My own business perspective has been limited to that small hotel and restaurant in Stratford, Conn., with an especially difficult lease and a severe recession. But my business associates and I also lived with federal, state and local rules that were all passed with the objective of helping employees, protecting the environment, raising tax dollars for schools, protecting our customers from fire hazards, etc. While I never have doubted the worthiness of any of these goals, the concept that most often eludes legislators is: "Can we make consumers pay the higher prices for the increased operating costs that accompany public regulation and government reporting requirements with reams of red tape." It is a simple concern that is nonetheless often ignored by legislators.

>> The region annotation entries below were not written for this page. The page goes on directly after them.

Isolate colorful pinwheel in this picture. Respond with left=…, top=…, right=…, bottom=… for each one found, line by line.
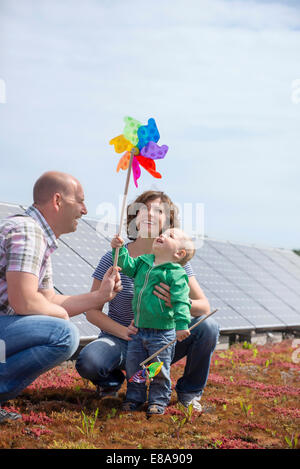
left=109, top=117, right=169, bottom=187
left=128, top=362, right=163, bottom=383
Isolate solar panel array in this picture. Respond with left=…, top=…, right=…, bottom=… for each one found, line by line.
left=0, top=203, right=300, bottom=338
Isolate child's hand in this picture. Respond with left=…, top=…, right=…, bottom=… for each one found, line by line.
left=110, top=235, right=124, bottom=249
left=176, top=329, right=191, bottom=342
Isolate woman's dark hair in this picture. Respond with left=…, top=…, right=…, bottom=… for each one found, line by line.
left=127, top=191, right=179, bottom=240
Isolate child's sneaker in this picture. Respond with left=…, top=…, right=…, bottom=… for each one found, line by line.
left=122, top=401, right=143, bottom=412
left=96, top=386, right=118, bottom=399
left=179, top=396, right=202, bottom=412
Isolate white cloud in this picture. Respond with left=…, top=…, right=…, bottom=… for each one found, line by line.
left=0, top=0, right=300, bottom=247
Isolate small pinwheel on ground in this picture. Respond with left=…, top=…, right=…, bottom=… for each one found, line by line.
left=109, top=116, right=169, bottom=187
left=129, top=362, right=163, bottom=383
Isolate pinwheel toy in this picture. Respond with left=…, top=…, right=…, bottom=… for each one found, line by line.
left=129, top=362, right=163, bottom=383
left=109, top=117, right=169, bottom=187
left=109, top=116, right=169, bottom=267
left=129, top=309, right=218, bottom=383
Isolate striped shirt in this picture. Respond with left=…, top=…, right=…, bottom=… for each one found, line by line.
left=0, top=206, right=58, bottom=316
left=93, top=244, right=194, bottom=326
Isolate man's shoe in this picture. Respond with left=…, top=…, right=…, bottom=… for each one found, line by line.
left=178, top=396, right=203, bottom=412
left=96, top=386, right=118, bottom=399
left=0, top=407, right=22, bottom=423
left=146, top=404, right=165, bottom=417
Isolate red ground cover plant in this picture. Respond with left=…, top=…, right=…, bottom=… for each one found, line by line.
left=0, top=340, right=300, bottom=450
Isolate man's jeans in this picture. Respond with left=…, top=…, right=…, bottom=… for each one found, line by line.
left=76, top=318, right=219, bottom=399
left=126, top=328, right=176, bottom=407
left=0, top=315, right=79, bottom=404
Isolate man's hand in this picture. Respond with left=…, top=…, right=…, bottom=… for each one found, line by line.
left=176, top=329, right=191, bottom=342
left=98, top=267, right=123, bottom=304
left=110, top=235, right=124, bottom=249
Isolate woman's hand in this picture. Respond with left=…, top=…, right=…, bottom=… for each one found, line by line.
left=123, top=320, right=138, bottom=341
left=98, top=267, right=123, bottom=304
left=153, top=282, right=172, bottom=308
left=176, top=329, right=191, bottom=342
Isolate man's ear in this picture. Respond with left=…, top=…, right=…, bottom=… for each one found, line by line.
left=52, top=192, right=62, bottom=212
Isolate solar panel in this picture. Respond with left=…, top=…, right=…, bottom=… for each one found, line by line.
left=234, top=245, right=300, bottom=316
left=196, top=276, right=254, bottom=332
left=196, top=240, right=285, bottom=329
left=60, top=220, right=111, bottom=269
left=268, top=249, right=300, bottom=280
left=192, top=252, right=282, bottom=330
left=0, top=203, right=24, bottom=220
left=51, top=240, right=94, bottom=295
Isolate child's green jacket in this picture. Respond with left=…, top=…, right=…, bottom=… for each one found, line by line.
left=112, top=246, right=191, bottom=330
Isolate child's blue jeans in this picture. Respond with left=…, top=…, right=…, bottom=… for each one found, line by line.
left=126, top=328, right=176, bottom=407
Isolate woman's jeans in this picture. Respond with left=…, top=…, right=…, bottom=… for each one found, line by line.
left=126, top=328, right=176, bottom=407
left=76, top=318, right=219, bottom=400
left=0, top=315, right=79, bottom=404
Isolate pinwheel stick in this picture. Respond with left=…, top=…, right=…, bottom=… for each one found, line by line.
left=114, top=147, right=135, bottom=267
left=140, top=309, right=218, bottom=368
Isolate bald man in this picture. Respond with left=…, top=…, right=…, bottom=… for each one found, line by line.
left=0, top=171, right=124, bottom=423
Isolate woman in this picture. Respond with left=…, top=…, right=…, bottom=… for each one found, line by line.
left=76, top=191, right=219, bottom=411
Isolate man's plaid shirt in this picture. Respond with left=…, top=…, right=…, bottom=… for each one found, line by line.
left=0, top=206, right=58, bottom=316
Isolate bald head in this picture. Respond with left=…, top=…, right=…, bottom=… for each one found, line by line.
left=33, top=171, right=79, bottom=205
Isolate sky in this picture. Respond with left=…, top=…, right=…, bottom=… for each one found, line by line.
left=0, top=0, right=300, bottom=249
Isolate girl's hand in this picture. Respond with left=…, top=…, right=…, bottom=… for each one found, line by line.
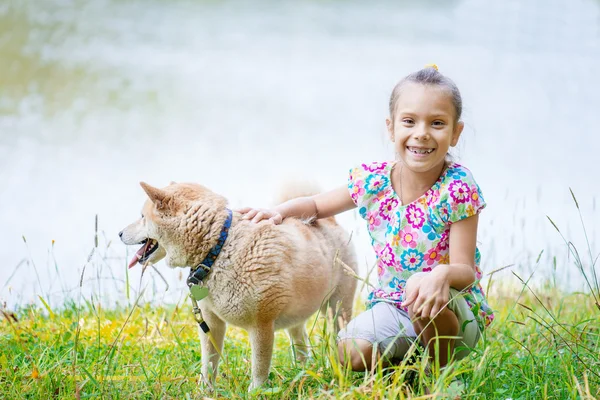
left=401, top=268, right=450, bottom=319
left=236, top=207, right=283, bottom=225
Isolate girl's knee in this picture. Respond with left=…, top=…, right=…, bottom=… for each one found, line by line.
left=338, top=339, right=373, bottom=371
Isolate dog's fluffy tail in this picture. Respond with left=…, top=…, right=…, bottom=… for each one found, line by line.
left=275, top=181, right=321, bottom=204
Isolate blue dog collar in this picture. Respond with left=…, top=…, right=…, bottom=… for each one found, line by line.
left=187, top=209, right=233, bottom=286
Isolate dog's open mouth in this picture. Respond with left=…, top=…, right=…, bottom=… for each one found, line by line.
left=129, top=239, right=158, bottom=268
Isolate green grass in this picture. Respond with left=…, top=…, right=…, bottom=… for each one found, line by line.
left=0, top=192, right=600, bottom=400
left=0, top=285, right=600, bottom=399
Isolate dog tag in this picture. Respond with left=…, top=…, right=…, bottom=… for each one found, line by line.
left=190, top=285, right=208, bottom=301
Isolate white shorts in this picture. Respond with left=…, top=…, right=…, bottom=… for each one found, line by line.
left=338, top=288, right=481, bottom=360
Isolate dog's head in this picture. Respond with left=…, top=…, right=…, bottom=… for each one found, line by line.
left=119, top=182, right=226, bottom=268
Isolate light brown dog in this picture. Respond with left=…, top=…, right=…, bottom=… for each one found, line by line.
left=120, top=183, right=356, bottom=389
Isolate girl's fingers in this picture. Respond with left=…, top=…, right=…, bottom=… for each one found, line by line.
left=429, top=304, right=441, bottom=319
left=269, top=214, right=283, bottom=225
left=401, top=290, right=419, bottom=307
left=243, top=208, right=258, bottom=219
left=419, top=301, right=431, bottom=318
left=252, top=211, right=265, bottom=223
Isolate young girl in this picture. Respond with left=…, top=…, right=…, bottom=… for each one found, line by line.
left=239, top=66, right=493, bottom=371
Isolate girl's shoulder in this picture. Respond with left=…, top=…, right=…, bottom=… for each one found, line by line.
left=350, top=161, right=394, bottom=176
left=348, top=161, right=394, bottom=205
left=432, top=162, right=486, bottom=223
left=442, top=162, right=475, bottom=183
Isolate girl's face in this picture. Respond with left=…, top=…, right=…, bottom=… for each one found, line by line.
left=386, top=82, right=464, bottom=172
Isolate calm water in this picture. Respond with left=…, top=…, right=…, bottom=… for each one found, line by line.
left=0, top=0, right=600, bottom=306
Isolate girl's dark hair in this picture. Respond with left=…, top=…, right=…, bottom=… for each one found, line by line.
left=390, top=67, right=462, bottom=124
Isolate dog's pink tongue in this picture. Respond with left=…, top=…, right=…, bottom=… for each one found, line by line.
left=127, top=253, right=140, bottom=268
left=128, top=242, right=150, bottom=268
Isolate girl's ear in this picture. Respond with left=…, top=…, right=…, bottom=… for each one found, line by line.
left=450, top=121, right=465, bottom=147
left=385, top=118, right=394, bottom=143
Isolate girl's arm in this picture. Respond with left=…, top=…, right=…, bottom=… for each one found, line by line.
left=402, top=214, right=479, bottom=318
left=434, top=214, right=479, bottom=290
left=238, top=186, right=356, bottom=224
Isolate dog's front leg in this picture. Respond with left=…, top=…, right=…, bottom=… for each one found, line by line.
left=248, top=321, right=275, bottom=390
left=198, top=309, right=227, bottom=388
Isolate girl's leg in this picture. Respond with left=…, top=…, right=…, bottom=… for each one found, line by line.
left=405, top=273, right=459, bottom=367
left=408, top=307, right=458, bottom=367
left=338, top=303, right=416, bottom=371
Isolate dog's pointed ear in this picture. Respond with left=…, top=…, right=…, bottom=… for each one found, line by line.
left=140, top=182, right=169, bottom=208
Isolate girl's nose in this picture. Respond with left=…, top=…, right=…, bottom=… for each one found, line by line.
left=415, top=129, right=431, bottom=140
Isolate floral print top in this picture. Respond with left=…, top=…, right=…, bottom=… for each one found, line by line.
left=348, top=162, right=494, bottom=331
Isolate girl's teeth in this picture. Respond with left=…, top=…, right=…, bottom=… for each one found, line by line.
left=409, top=148, right=433, bottom=154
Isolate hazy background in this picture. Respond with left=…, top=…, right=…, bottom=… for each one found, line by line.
left=0, top=0, right=600, bottom=307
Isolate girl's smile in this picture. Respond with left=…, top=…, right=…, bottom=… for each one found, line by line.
left=386, top=82, right=463, bottom=173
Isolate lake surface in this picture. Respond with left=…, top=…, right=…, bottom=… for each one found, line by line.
left=0, top=0, right=600, bottom=307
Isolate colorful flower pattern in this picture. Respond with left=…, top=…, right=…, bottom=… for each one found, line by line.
left=348, top=162, right=494, bottom=329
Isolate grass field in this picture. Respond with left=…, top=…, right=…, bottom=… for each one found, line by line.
left=0, top=205, right=600, bottom=400
left=0, top=272, right=600, bottom=399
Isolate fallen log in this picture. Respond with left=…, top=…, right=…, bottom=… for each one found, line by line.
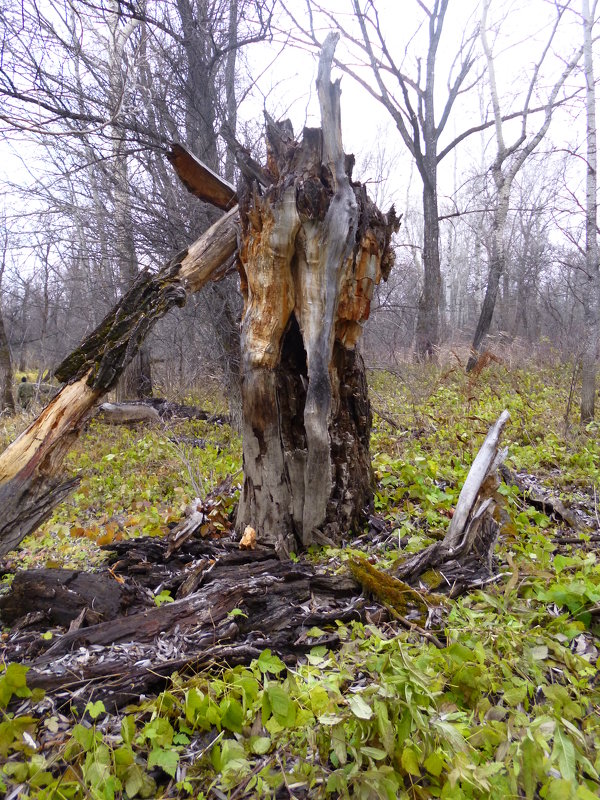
left=98, top=403, right=161, bottom=425
left=0, top=569, right=141, bottom=627
left=0, top=412, right=508, bottom=707
left=3, top=539, right=375, bottom=706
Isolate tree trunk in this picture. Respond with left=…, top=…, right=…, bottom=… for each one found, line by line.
left=237, top=35, right=398, bottom=556
left=467, top=175, right=512, bottom=372
left=0, top=308, right=15, bottom=414
left=581, top=0, right=600, bottom=425
left=415, top=180, right=442, bottom=361
left=0, top=206, right=237, bottom=557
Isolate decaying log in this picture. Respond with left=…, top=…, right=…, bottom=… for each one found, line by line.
left=0, top=413, right=508, bottom=708
left=0, top=34, right=399, bottom=557
left=98, top=403, right=160, bottom=425
left=0, top=569, right=140, bottom=627
left=0, top=207, right=238, bottom=557
left=237, top=34, right=399, bottom=555
left=3, top=539, right=376, bottom=707
left=167, top=144, right=237, bottom=211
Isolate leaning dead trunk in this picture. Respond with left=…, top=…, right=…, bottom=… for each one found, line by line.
left=238, top=35, right=398, bottom=555
left=0, top=207, right=237, bottom=557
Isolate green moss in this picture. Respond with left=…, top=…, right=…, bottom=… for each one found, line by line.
left=349, top=556, right=429, bottom=615
left=419, top=569, right=444, bottom=590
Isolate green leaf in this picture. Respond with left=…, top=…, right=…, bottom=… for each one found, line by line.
left=142, top=717, right=174, bottom=747
left=360, top=745, right=387, bottom=761
left=348, top=694, right=373, bottom=719
left=148, top=747, right=179, bottom=778
left=121, top=716, right=135, bottom=744
left=423, top=752, right=445, bottom=778
left=221, top=697, right=244, bottom=733
left=400, top=747, right=421, bottom=775
left=85, top=700, right=106, bottom=720
left=250, top=736, right=271, bottom=756
left=0, top=664, right=31, bottom=708
left=266, top=684, right=296, bottom=727
left=552, top=725, right=576, bottom=781
left=256, top=649, right=285, bottom=675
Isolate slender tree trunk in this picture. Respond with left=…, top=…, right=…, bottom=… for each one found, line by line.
left=0, top=306, right=15, bottom=414
left=581, top=0, right=600, bottom=424
left=467, top=177, right=512, bottom=372
left=0, top=206, right=237, bottom=557
left=415, top=180, right=442, bottom=361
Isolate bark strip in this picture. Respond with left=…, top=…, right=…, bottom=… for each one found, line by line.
left=0, top=206, right=237, bottom=557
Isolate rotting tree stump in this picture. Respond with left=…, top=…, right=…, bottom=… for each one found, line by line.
left=0, top=34, right=399, bottom=557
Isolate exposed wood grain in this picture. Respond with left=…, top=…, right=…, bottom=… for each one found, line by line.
left=167, top=144, right=237, bottom=211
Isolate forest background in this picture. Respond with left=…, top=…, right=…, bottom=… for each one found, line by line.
left=0, top=0, right=597, bottom=405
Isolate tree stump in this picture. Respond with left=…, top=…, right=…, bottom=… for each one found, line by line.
left=237, top=34, right=399, bottom=557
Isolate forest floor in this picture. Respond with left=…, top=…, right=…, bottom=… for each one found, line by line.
left=0, top=364, right=600, bottom=800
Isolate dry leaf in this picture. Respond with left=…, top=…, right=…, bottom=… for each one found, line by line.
left=240, top=525, right=256, bottom=550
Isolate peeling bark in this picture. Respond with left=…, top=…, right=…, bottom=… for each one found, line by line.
left=237, top=36, right=398, bottom=556
left=0, top=207, right=237, bottom=557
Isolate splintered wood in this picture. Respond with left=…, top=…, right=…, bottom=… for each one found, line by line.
left=237, top=35, right=399, bottom=556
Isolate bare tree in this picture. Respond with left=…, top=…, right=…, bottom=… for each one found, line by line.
left=581, top=0, right=600, bottom=424
left=0, top=220, right=15, bottom=414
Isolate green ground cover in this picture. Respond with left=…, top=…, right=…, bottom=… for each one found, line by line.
left=0, top=364, right=600, bottom=800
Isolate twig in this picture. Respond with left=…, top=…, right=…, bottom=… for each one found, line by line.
left=384, top=603, right=446, bottom=650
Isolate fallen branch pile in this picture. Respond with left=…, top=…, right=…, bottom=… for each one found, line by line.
left=0, top=412, right=508, bottom=708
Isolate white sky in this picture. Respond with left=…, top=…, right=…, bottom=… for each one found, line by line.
left=240, top=0, right=584, bottom=222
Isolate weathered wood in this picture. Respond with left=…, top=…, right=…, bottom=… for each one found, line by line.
left=4, top=539, right=369, bottom=706
left=98, top=403, right=160, bottom=425
left=167, top=144, right=237, bottom=211
left=444, top=411, right=510, bottom=548
left=237, top=35, right=399, bottom=556
left=394, top=411, right=510, bottom=585
left=0, top=569, right=135, bottom=627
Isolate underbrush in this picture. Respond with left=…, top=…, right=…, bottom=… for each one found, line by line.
left=0, top=364, right=600, bottom=800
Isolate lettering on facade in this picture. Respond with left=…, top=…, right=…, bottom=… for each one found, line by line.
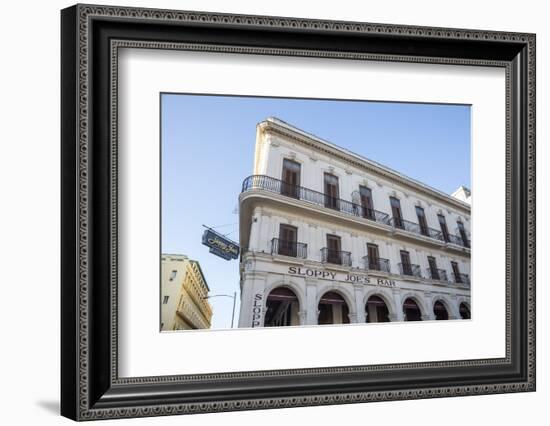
left=252, top=293, right=263, bottom=327
left=288, top=266, right=397, bottom=287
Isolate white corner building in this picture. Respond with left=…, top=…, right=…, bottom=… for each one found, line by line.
left=239, top=118, right=470, bottom=327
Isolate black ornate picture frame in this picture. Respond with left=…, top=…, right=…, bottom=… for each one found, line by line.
left=61, top=5, right=535, bottom=420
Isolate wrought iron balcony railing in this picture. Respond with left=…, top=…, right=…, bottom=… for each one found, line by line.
left=363, top=256, right=391, bottom=274
left=453, top=273, right=470, bottom=287
left=426, top=268, right=449, bottom=281
left=242, top=175, right=390, bottom=225
left=271, top=238, right=307, bottom=259
left=399, top=263, right=422, bottom=278
left=321, top=247, right=351, bottom=266
left=391, top=217, right=445, bottom=241
left=449, top=234, right=470, bottom=248
left=242, top=175, right=470, bottom=248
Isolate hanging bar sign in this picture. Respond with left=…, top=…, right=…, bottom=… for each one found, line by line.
left=202, top=228, right=239, bottom=260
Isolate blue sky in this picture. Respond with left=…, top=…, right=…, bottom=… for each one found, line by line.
left=161, top=94, right=470, bottom=328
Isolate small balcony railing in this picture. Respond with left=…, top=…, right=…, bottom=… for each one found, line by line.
left=242, top=175, right=470, bottom=248
left=321, top=247, right=351, bottom=266
left=363, top=256, right=391, bottom=274
left=426, top=268, right=449, bottom=281
left=448, top=234, right=470, bottom=248
left=453, top=273, right=470, bottom=287
left=271, top=238, right=307, bottom=259
left=399, top=263, right=422, bottom=278
left=242, top=175, right=390, bottom=225
left=391, top=217, right=445, bottom=241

For example, the papers today are filled with stories about businesses dropping health coverage for employees. We provided a substantial package for our staff at the Stratford Inn. However, were we operating today, those costs would exceed $150,000 a year for health care on top of salaries and other benefits. There would have been no reasonable way for us to absorb or pass on these costs.
Some of the escalation in the cost of health care is attributed to patients suing doctors. While one cannot assess the merit of all these claims, I've also witnessed firsthand the explosion in blame-shifting and scapegoating for every negative experience in life.
Today, despite bankruptcy, we are still dealing with litigation from individuals who fell in or near our restaurant. Despite these injuries, not every misstep is the fault of someone else. Not every such incident should be viewed as a lawsuit instead of an unfortunate accident. And while the business owner may prevail in the end, the endless exposure to frivolous claims and high legal fees is frightening.
Our Connecticut hotel, along with many others, went bankrupt for a variety of reasons, the general economy in the Northeast being a significant cause. But that reason masks the variety of other challenges we faced that drive operating costs and financing charges beyond what a small business can handle.
It is clear that some businesses have products that can be priced at almost any level. The price of raw materials (e.g., steel and glass) and life-saving drugs and medical care are not easily substituted by consumers. It is only competition or antitrust that tempers price increases. Consumers may delay purchases, but they have little choice when faced with higher prices.
In services, however, consumers do have a choice when faced with higher prices. You may have to stay in a hotel while on vacation, but you can stay fewer days. You can eat in restaurants fewer times per month, or forgo a number of services from car washes to shoeshines. Every such decision eventually results in job losses for someone. And often these are the people without the skills to help themselves -- the people I've spent a lifetime trying to help.
In short, "one-size-fits-all" rules for business ignore the reality of the marketplace. And setting thresholds for regulatory guidelines at artificial levels -- e.g., 50 employees or more, $500,000 in sales -- takes no account of other realities, such as profit margins, labor intensive vs. capital intensive businesses, and local market economics.
The problem we face as legislators is: Where do we set the bar so that it is not too high to clear? I don't have the answer. I do know that we need to start raising these questions more often.
Mr. McGovern, the 1972 Democratic presidential candidate, died Sunday at age 90.